Happenstance Books & Yarn (44 Queen St., 705-652-7535) has a unique combination of fiction and non-fiction books for all ages, and the finest in knitting and crochet yarns for whatever project you have in mind. Open 9 a.m. to 5:30 p.m. Monday to Thursday, 9 a.m. to 6 p.m. on Friday, 9 a.m. to 5 p.m. on Saturday, and 11 a.m. to 3 p.m. on Sunday.
The Chocolate Rabbit (11 Queen St., 705-652-8884) offers delicious handcrafted chocolate, free of preservatives and artificial ingredients, with all chocolate made daily on the premises (you can watch it being made). Make sure to also check out the variety of loose-leaf organic teas, including herbal, fruit, green, and black teas, as well as a wide range of tea accessories. Open 10 a.m. to 5 p.m. Monday to Saturday and 11:30 a.m. to 3:30 p.m. on Sunday.
Celtic Connection (25 Queen St,, 705-651-2012) celebrates the best of Celtic culture with handpicked apparel, gemstone jewellery, books on Celtic lore, and much more. Owner Mary McGillis also organizes the annual Fairy and Dragon Festival in June. Open from 10 a.m. to 5 p.m. Monday to Friday, 10 a.m. to 4:30 p.m. on Saturday, and 1 to 3:30 p.m. on Sunday.
Tragically Hipp Fashion Gallery (60 Queen St., 705-652-0666) is a boutique fashion shop offering affordable, everyday apparel and accessories for women who see themselves as unique and authentic. Make sure to check out their first-ever spring fashion show on April 11th at The Village Inn in Lakefield. Open 10 a.m. to 5 p.m. Monday to Friday and 10 a.m. to 4 p.m. on Saturday (closed on Sunday).
The Stuff Store (49 Queen St., 705-651-4411) is a quirky and fun gift store offering home decor and housewares, toys, socks and slippers, games and puzzles, and pretty much all the other stuff you can imagine. You can even purchase a bottle of handmade “Woosta” (Stuff’s own Worcestershire sauce). Open 10 a.m. to 6 p.m. Monday to Saturday and 10 a.m. to 5 p.m. on Sunday.
Pamper yourself with a pedicure or even a full spa day
After you finish shopping downtown, indulge yourself with a makeover at one of Lakefield’s two full-service salons and spas conveniently located on Queen Street.
Salon Sorella and Day Spa (42 Queen St., 705-652-0100) offers a range of salon services (including hair cutting, styling, colouring, tinting, and specialty services) and as spa services (including hand and foot care, waxing, massage, nail enhancement, makeup, skin treatment, and more). Open 9 a.m. to 5 p.m. on Tuesday and Friday, 9 a.m. to 8 p.m. on Wednesday and Thursday, and 9 a.m. to 3 p.m. on Saturday (closed Sunday and Monday).

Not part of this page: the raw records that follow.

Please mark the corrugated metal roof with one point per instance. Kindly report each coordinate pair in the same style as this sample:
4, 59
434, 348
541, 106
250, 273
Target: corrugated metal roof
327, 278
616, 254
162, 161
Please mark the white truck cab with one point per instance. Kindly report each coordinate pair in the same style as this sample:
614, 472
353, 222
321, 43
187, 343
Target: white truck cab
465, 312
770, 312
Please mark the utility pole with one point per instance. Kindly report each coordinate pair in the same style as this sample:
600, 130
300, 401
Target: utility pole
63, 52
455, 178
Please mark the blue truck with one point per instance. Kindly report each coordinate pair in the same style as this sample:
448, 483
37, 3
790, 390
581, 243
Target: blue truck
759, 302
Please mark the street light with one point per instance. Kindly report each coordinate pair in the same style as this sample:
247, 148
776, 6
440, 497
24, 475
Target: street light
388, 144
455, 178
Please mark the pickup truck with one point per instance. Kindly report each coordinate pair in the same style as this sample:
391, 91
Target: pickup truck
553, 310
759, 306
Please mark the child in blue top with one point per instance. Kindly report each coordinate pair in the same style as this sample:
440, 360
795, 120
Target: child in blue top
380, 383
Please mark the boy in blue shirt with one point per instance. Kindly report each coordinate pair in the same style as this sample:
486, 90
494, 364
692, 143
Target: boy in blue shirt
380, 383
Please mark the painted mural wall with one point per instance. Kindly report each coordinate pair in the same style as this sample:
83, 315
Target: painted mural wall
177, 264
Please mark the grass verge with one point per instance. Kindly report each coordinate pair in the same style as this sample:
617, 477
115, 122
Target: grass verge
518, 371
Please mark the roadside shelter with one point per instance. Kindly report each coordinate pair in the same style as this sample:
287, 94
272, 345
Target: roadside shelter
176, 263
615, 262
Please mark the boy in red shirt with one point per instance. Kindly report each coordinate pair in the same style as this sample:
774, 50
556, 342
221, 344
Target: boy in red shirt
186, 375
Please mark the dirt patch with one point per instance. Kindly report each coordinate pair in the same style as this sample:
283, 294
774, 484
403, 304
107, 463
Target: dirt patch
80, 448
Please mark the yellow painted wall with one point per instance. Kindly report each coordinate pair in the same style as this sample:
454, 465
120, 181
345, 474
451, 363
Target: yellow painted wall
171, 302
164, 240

Sunshrine Day Spa & Salon (21 Queen St., 705-652–0155) offers hair styling and colouring as well as bridal services, body treatments, skin therapies, hand and foot care, hair removal, makeup, ear piercings, and more. Sunshrine also offers salon and spa services for men and kids too. Open 10 a.m. to 6 p.m. on Monday, 9 a.m. to 6 p.m. on Tuesday and Friday, 9 a.m. to 7 p.m. on Wednesday, 9 a.m. to 8 p.m. on Thursday, and 9 a.m. to 4 p.m. on Saturday (closed on Sunday).
Throw a pot or two at The English Potter
Gail West moved to Canada from the United Kingdom in 2000 shortly after attaining her diploma for design studio ceramics, and eventually opened The English Potter (15 Burnham St., 705-957-4245), located just off of Queen Street.
The pottery studio not only displays Gail’s collection of her whimsical handmade pottery that you can purchase, but Gail also offers pottery and clay sculpture classes for all ages.
Whether you’re a beginner who’s just getting started with pottery, or a serious hobbyist looking to refine your skills, Gail has a class suited to your individual needs.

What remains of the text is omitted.